As TVM is getting more and more ready for training, the demand for effect had been rising. A lot of training operators are effectful. For example, batch norm keeps track of global states, while dropout is nondeterministic.
However, having a effectful operator is harmful to TVM. It will make passes brittle, as all Graph Level pass needs to handle effect in order to be correct. (For example, a Common SubExpression Elimination pass must make sure it didn’t fuse two dropout node). Having some operator as effectful also make some optimization downright impossible (gradient checkpointing, recomputation vs moving across machine, memorization). It also hurt reproducibility because passes might change the order operators are executed, thus changing the result subtly.
However, Jax had shown that it is possible to build a deep learning framework without any effect at all, and we can learn from that. I propose to alleviate this problem and try to get a balance between IR property and programmability by restricting the operator into three kinds, by adopting pytorch’s solution.
Input operators. these operators take no argument, and return some output, read from some external interface. For example, reading from keyboard/file is input operators.

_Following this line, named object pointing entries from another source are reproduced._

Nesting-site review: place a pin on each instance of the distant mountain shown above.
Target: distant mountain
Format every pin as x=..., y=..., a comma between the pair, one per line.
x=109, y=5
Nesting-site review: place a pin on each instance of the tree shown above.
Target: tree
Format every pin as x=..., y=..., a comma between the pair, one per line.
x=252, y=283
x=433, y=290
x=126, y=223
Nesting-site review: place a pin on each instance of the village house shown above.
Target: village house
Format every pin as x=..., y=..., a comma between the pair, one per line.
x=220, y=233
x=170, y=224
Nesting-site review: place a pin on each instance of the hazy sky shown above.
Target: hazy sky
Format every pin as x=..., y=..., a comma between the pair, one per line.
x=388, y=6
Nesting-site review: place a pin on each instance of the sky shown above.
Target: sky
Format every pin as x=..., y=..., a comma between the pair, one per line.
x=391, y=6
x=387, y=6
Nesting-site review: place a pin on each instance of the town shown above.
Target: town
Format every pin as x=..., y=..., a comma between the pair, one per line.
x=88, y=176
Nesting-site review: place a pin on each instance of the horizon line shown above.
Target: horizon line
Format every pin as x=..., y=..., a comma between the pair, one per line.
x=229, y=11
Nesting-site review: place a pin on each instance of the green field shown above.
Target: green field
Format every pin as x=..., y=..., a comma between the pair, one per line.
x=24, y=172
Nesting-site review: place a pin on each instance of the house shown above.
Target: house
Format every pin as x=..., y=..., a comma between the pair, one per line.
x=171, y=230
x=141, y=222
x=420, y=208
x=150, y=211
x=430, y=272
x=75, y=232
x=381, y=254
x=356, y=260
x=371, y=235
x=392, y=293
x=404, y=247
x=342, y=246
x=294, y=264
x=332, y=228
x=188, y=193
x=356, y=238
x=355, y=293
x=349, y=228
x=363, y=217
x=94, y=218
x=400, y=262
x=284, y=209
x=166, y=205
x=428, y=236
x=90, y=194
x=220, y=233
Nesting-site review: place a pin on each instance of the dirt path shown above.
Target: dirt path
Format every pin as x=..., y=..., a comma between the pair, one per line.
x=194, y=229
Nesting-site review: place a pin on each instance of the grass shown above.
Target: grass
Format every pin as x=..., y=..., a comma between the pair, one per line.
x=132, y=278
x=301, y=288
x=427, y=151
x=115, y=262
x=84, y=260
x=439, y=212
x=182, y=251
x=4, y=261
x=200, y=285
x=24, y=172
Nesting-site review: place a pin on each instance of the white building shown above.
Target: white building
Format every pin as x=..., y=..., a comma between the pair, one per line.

Output operators. these operators take some input, output it on some external interface, and return no output. Example include, printing a tensor, logging it on tensorboard, or saving it to a file.
Compute operators. These operators take input, return output, but must not have any effect. The runtime is free to execute these operators 0(when the value is not needed), 1, or multiple time.
This effectively mean that all computation must be pure.
However, how can we handle effectful compute operators, such as batchnorm and dropout?
Basically, there are two kinds of effect left that are in deep learning: state, and randomness.
We can use Relay’s Reference feature to handle state. Suppose there is a stateful operator, raw_f, that read and write a Tensor, x. We can allocate a global Reference in the module, holding tensor x. Now, the stateful operator can simply take x as input, outputting a new x. There will be a function, f, that read x, feed it into raw_f, and write x with the output.
A nondeterministic operator is simply an effectful operator that read and write to a Pseudo-Random-Number-Generator.